Landing Gear | |
Type: | studio |
Artist: | Devin the Dude |
Cover: | DevintheDudeLandingGear.jpg |
Studio: | The Coughee Pot (Houston, TX) |
Genre: | Hip hop |
Label: | Razor & Tie |
Prev Title: | Waitin Our Turn |
Prev Year: | 2007 |
Next Title: | Suite 420 |
Next Year: | 2010 |
Landing Gear is the fifth solo studio album by American rapper Devin the Dude. It was released on October 7, 2008 via Razor & Tie. Recording sessions took place at the Coughee Pot in Houston. Production was handled by Rockstar, Cozmo, Domo, C-Ray Sullivan, Destrukshon, D. Hatter, D. Washington, Chuck Heat, Luster Baker, Rob Quest, and Devin himself. It features guest appearances from 14K, Dee-Rail, G Monee, Joseph Edwards Jr., L.C., Snoop Dogg, Tony Mack and Young Malice. The album peaked at number 47 on the Billboard 200, number 9 on the Top R&B/Hip-Hop Albums and number 5 on the Top Rap Albums in the United States.
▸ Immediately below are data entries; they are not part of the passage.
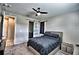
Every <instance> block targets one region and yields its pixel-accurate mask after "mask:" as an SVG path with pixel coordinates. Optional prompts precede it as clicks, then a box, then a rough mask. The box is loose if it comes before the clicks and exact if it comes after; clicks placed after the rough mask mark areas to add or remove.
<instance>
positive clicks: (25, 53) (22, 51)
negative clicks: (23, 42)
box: [4, 43, 64, 55]
mask: <svg viewBox="0 0 79 59" xmlns="http://www.w3.org/2000/svg"><path fill="white" fill-rule="evenodd" d="M4 55H34V54H33V53H32V52H31V51H30V50H29V49H28V48H27V43H22V44H18V45H15V46H11V47H6V48H5V52H4ZM55 55H64V54H63V53H61V52H60V51H58V52H57V53H56V54H55Z"/></svg>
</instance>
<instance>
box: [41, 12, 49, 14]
mask: <svg viewBox="0 0 79 59" xmlns="http://www.w3.org/2000/svg"><path fill="white" fill-rule="evenodd" d="M40 13H41V14H48V12H40Z"/></svg>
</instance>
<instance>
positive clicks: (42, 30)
mask: <svg viewBox="0 0 79 59" xmlns="http://www.w3.org/2000/svg"><path fill="white" fill-rule="evenodd" d="M40 33H41V34H44V22H40Z"/></svg>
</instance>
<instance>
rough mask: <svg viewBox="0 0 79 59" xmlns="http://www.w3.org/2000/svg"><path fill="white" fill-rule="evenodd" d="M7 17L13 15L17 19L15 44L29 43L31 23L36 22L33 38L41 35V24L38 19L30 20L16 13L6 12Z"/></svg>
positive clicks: (16, 20)
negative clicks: (31, 21)
mask: <svg viewBox="0 0 79 59" xmlns="http://www.w3.org/2000/svg"><path fill="white" fill-rule="evenodd" d="M6 15H12V16H15V17H16V25H15V26H16V29H15V37H16V38H15V40H14V44H19V43H23V42H27V41H28V40H29V38H28V37H29V21H33V22H34V30H33V31H34V32H33V37H36V36H39V35H40V31H39V30H40V23H39V21H37V20H36V19H32V18H28V17H25V16H22V15H20V14H16V13H9V12H6Z"/></svg>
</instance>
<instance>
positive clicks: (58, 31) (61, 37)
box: [46, 31, 63, 40]
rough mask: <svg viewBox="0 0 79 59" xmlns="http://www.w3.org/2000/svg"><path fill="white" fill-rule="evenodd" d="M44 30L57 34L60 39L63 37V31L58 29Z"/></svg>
mask: <svg viewBox="0 0 79 59" xmlns="http://www.w3.org/2000/svg"><path fill="white" fill-rule="evenodd" d="M46 32H50V33H53V34H58V35H59V37H60V39H61V40H62V39H63V32H59V31H46Z"/></svg>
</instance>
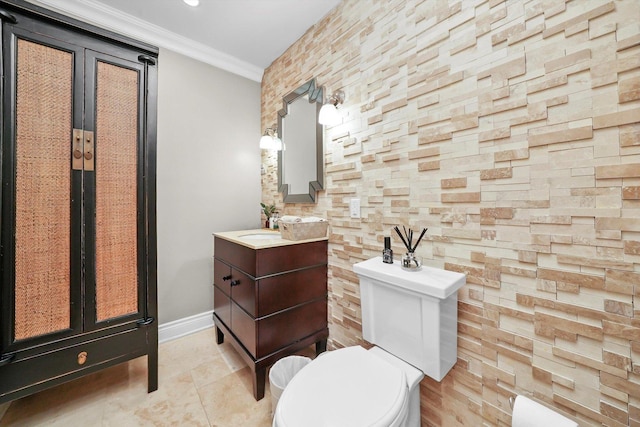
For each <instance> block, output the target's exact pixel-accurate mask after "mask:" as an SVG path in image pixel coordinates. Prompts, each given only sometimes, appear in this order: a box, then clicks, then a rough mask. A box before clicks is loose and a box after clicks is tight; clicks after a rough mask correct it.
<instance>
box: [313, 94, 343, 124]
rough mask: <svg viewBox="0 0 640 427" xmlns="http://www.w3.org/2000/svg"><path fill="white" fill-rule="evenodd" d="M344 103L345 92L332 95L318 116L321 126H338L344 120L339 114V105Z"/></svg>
mask: <svg viewBox="0 0 640 427" xmlns="http://www.w3.org/2000/svg"><path fill="white" fill-rule="evenodd" d="M343 102H344V92H343V91H341V90H339V91H337V92H334V93H333V95H331V96H330V97H329V98H328V99H327V102H326V103H325V104H324V105H323V106H322V108H321V109H320V114H318V122H319V123H320V124H321V125H329V126H333V125H337V124H338V123H340V121H341V120H342V117H340V113H338V104H342V103H343Z"/></svg>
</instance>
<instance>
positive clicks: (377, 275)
mask: <svg viewBox="0 0 640 427" xmlns="http://www.w3.org/2000/svg"><path fill="white" fill-rule="evenodd" d="M353 271H355V273H356V274H357V275H358V276H365V277H369V278H371V279H375V280H379V281H382V282H384V283H389V284H393V285H395V286H399V287H401V288H405V289H408V290H411V291H414V292H417V293H420V294H423V295H430V296H432V297H435V298H439V299H445V298H447V297H449V296H450V295H451V294H453V293H455V292H457V291H458V289H460V288H461V287H462V286H464V285H465V284H466V282H467V276H466V275H464V274H462V273H457V272H455V271H448V270H443V269H440V268H433V267H427V266H424V265H423V266H422V268H421V269H420V270H418V271H406V270H404V269H403V268H402V267H401V266H400V263H399V262H398V261H397V260H396V261H395V262H394V263H393V264H385V263H384V262H382V257H376V258H371V259H368V260H366V261H362V262H359V263H357V264H354V265H353Z"/></svg>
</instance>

Landing Gear was met with generally favorable reviews from music critics. At Metacritic, which assigns a normalized rating out of 100 to reviews from mainstream publications, the album received an average score of 68, based on six reviews.
AllMusic's David Jeffries wrote: "Devin's target audience, on the other hand, embraces sleaze, porno, weed, and hip-hop with plenty of memorable stingers, and seeing as how Landing Gear delivers on all counts, fans of Texas' most blunted rapper will once again be pleased". Steve 'Flash' Juon of RapReviews wrote: "it's fair to say that if there's one criticism of Devin that can truly stick it's that he takes the "Dude" aspect of his personality very seriously, and in few songs will you see him regard women as more than just objects of his sexual conquest. Nonetheless songs like 'Me, You' show he can still charm a girl or two". David Peisner of Spin resumed: "none of this will make Devin a star anytime soon, but that's less his fault than it is everyone else's".
In mixed reviews, Nathan Rabin of The A.V. Club found "Devin's singsong flow remains hypnotic, and his silky, seductive croon can make a dis feel like a kiss, but this time, it's in service to forgettable songs unworthy of his singular talent". Chase Hoffberger of The Austin Chronicle stated: "those slinky, drip-dropping beats and lyrical offerings trapped in a triumvirate of weed, women, and--somehow equally--coffee will leave nonindulgers thinking LG's a bit repetitive".